SDLC Security Checklist for Custom Software: Step-by-Step Guide
Here’s a stage-by-stage breakdown of what controls to apply, mapped to WCAG, SOC 2, ISO 27001, GDPR, and HIPAA.
1. Planning
Define security and compliance requirements upfront. Map WCAG accessibility goals, SOC 2 trust principles, ISO 27001 risk controls, GDPR lawful bases, and HIPAA PHI handling rules into project documentation. Treat them as acceptance criteria, not “extras.”
2. Design
Architect for compliance by default. Accessibility patterns (contrast, navigation, ARIA roles), role-based access, data minimization, network segmentation, and auditability should be structural design decisions, not add-ons. Run a joint design + threat modeling workshop to surface gaps early.
3. Development
Enforce secure coding and data handling. Integrate accessibility linting, secure coding standards (OWASP, ISO 27001 Annex A), and compliance-driven pipelines (logging, anonymized test data, encryption). Developers should build for audit evidence generation as naturally as they write unit tests.
4. Testing
Validate compliance alongside functionality with security testing in software development. Pair automated scans (SAST, accessibility, dependency checks) with manual audits (assistive tech testing, penetration tests, GDPR subject-rights simulations, HIPAA role-based access checks). Security and compliance tests must define “done.”
5. Deployment
Release only through gated pipelines. Enforce access controls, encryption, monitoring, and rollback readiness. Update records of processing (GDPR), validate business associate agreements (HIPAA), and ensure accessibility parity between staging and production. Each release should produce a compliance snapshot.
6. Maintenance
Sustain with continuous monitoring. Track accessibility regressions, run risk assessments, conduct log reviews, refresh workforce training, and automate evidence collection for audits (SOC 2/ISO). Build recurring compliance sprints to prevent drift.

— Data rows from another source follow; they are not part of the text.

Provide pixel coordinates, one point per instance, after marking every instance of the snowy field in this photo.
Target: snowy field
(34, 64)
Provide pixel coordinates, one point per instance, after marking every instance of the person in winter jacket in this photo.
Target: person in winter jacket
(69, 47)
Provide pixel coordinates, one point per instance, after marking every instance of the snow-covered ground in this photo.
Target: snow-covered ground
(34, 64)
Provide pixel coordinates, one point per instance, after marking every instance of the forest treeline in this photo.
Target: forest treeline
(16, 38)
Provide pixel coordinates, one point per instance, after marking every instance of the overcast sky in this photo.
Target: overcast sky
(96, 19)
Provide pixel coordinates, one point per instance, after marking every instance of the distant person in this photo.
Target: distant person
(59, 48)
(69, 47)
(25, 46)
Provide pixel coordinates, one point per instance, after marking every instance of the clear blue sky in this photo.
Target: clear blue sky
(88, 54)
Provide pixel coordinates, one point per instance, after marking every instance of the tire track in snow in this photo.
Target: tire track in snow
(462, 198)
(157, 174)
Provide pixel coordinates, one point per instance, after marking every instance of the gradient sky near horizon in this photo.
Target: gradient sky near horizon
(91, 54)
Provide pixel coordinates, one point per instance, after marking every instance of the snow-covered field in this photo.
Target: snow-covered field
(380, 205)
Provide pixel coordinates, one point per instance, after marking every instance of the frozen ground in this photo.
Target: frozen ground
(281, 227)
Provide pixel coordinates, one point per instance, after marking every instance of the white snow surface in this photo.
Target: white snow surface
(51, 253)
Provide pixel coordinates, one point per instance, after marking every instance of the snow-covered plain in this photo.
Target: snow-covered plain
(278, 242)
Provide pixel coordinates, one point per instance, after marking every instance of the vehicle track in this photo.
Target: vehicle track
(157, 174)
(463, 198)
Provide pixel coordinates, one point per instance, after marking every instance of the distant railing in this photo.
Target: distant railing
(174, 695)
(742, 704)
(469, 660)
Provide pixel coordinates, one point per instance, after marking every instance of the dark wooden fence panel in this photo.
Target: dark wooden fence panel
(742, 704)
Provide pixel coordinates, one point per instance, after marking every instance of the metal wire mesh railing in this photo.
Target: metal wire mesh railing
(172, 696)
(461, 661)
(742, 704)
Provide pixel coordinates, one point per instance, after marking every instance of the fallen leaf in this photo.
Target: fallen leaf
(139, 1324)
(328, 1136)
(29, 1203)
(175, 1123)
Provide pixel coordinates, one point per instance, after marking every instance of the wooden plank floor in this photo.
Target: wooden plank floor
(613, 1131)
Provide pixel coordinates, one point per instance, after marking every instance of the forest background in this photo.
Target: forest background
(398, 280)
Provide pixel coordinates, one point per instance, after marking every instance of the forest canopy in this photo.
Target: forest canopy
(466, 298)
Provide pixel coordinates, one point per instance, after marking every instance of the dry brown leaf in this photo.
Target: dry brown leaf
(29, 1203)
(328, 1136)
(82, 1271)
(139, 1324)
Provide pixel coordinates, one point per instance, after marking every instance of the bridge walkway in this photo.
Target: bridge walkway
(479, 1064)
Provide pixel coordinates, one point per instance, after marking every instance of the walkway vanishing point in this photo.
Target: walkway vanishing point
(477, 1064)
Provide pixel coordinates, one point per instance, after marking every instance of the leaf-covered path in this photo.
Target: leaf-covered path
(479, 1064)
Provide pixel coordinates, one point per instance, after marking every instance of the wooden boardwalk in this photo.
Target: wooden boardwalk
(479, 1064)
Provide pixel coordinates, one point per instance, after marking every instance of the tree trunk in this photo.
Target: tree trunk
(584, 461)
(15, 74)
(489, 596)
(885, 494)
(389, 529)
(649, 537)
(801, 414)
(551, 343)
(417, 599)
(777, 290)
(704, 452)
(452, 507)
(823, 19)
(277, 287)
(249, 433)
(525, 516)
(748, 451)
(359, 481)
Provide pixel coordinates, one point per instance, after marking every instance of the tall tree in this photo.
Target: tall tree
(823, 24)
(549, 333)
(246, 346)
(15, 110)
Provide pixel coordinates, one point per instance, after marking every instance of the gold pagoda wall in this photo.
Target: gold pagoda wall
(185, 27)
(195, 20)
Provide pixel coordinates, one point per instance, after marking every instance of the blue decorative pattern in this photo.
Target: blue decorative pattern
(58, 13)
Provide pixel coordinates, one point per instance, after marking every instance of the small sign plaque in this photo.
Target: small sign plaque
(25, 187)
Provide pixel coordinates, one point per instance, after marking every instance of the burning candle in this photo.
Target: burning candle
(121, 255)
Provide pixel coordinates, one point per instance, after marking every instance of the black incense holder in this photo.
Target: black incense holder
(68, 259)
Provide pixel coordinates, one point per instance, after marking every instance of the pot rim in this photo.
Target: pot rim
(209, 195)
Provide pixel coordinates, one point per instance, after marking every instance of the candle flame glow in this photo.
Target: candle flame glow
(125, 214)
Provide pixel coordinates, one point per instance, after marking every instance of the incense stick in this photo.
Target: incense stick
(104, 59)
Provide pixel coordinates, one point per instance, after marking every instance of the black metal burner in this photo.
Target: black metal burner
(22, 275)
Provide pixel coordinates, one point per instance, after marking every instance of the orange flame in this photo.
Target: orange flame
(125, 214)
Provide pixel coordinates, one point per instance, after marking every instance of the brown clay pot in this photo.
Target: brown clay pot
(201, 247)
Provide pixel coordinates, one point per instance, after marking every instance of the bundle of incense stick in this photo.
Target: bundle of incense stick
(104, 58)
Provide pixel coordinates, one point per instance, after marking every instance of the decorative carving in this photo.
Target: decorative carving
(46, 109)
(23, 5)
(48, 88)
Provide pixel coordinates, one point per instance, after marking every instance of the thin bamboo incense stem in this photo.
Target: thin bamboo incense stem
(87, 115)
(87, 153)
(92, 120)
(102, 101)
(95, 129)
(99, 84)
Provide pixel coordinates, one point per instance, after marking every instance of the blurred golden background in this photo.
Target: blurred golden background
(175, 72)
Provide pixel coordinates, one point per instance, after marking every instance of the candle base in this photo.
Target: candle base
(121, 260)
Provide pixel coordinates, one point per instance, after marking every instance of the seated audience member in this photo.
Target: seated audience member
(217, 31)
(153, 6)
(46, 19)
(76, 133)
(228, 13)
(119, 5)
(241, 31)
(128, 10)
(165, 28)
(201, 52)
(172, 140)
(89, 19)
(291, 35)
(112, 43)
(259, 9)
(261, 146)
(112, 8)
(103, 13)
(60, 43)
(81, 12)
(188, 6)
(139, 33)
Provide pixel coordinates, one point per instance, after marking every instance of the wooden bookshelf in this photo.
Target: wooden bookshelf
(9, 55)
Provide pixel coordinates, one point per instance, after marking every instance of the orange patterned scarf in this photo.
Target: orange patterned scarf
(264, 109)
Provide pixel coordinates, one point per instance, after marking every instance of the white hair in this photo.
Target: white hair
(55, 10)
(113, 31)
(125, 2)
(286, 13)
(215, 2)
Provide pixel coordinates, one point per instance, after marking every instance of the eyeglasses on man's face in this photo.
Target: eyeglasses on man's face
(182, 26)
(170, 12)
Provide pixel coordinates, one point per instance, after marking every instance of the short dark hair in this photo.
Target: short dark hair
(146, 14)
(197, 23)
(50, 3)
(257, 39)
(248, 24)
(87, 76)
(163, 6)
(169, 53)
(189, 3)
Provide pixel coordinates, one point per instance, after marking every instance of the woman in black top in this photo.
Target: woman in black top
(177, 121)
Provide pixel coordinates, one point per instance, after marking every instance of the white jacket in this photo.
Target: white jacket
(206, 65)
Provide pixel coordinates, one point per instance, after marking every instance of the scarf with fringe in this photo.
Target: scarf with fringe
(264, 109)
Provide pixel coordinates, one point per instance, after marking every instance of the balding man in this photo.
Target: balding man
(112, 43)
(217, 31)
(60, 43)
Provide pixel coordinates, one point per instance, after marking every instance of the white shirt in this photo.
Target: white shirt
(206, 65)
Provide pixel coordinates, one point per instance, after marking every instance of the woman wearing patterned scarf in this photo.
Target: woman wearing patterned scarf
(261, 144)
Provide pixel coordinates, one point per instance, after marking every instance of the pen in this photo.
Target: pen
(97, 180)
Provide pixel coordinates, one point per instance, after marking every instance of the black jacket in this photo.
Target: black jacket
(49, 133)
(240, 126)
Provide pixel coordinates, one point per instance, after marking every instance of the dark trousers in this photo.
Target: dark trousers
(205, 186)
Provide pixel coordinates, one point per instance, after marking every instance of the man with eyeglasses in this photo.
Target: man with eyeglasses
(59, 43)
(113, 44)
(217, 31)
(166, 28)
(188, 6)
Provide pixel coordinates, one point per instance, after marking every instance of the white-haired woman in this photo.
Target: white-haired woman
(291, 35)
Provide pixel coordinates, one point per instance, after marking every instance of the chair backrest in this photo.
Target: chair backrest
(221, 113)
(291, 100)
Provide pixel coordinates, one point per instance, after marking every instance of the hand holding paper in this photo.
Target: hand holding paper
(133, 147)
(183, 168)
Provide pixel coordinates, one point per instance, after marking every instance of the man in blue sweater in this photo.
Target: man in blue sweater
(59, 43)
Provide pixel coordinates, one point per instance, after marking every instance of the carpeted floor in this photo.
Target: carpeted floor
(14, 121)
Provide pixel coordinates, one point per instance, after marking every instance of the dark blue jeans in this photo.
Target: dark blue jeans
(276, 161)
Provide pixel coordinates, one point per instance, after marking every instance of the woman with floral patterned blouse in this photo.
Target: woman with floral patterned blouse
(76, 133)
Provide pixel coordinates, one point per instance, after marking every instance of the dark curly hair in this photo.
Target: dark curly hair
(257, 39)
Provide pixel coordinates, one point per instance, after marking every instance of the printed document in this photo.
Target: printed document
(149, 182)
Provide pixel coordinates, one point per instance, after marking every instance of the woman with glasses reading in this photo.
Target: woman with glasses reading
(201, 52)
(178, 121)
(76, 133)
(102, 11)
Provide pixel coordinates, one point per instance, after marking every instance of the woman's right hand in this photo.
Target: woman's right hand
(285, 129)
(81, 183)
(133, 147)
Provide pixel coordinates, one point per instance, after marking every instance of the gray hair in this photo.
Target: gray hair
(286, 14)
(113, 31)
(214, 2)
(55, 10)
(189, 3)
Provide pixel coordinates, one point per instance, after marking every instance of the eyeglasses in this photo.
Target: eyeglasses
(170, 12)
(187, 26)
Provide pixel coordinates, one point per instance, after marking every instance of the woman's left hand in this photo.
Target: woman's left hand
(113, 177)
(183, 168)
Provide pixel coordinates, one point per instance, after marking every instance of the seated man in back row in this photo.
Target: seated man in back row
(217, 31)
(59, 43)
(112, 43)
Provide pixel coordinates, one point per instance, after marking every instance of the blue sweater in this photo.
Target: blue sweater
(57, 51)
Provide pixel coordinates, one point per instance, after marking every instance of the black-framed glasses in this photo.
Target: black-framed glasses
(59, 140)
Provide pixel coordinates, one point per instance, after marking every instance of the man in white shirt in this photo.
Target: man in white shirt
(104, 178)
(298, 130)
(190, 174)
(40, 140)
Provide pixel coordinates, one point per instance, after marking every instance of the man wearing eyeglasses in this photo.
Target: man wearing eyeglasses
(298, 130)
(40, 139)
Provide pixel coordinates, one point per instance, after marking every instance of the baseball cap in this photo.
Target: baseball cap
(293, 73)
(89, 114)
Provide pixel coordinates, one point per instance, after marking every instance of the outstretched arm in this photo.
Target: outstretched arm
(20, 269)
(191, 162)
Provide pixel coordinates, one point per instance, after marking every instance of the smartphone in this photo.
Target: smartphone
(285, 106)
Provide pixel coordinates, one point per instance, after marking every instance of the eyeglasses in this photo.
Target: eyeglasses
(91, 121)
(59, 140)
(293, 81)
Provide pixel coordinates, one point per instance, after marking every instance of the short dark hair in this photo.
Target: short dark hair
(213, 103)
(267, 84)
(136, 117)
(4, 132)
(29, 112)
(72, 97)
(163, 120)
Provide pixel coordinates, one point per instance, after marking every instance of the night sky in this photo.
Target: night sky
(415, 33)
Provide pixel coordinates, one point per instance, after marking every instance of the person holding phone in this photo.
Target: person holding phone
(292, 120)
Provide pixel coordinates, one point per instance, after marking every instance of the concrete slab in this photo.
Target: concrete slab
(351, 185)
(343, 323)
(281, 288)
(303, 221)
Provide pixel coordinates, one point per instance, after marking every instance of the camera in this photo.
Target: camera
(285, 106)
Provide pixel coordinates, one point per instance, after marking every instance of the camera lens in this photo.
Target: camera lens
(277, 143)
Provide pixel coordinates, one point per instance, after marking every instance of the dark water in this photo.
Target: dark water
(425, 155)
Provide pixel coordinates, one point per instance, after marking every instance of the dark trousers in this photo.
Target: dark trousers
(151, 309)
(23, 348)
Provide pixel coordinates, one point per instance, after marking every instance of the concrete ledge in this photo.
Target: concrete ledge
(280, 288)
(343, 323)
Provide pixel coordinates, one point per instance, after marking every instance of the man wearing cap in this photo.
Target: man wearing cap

Will One Checklist Cover All Standards?
Not exactly. WCAG focuses on accessibility, GDPR on data privacy, HIPAA on health data, SOC 2 on trust principles, and ISO 27001 on security management systems.
But overlap exists: data protection, access control, monitoring, and documentation are universal. By building a unified checklist, teams avoid duplication and create a compliance-ready foundation.
Final Thoughts
In a landscape where fines, breaches, and user distrust can derail entire businesses, security in the SDLC is no longer optional. A structured checklist aligned with WCAG, SOC 2, ISO 27001, GDPR, and HIPAA ensures that security isn’t just a last-minute patch — it’s a cultural and technical foundation.
Teams that adopt this mindset and make this clear with their custom software development services providers gain more than compliance. They gain speed, trust, and resilience. Because when security and compliance are built into every stage of development, you don’t just ship software — you ship confidence.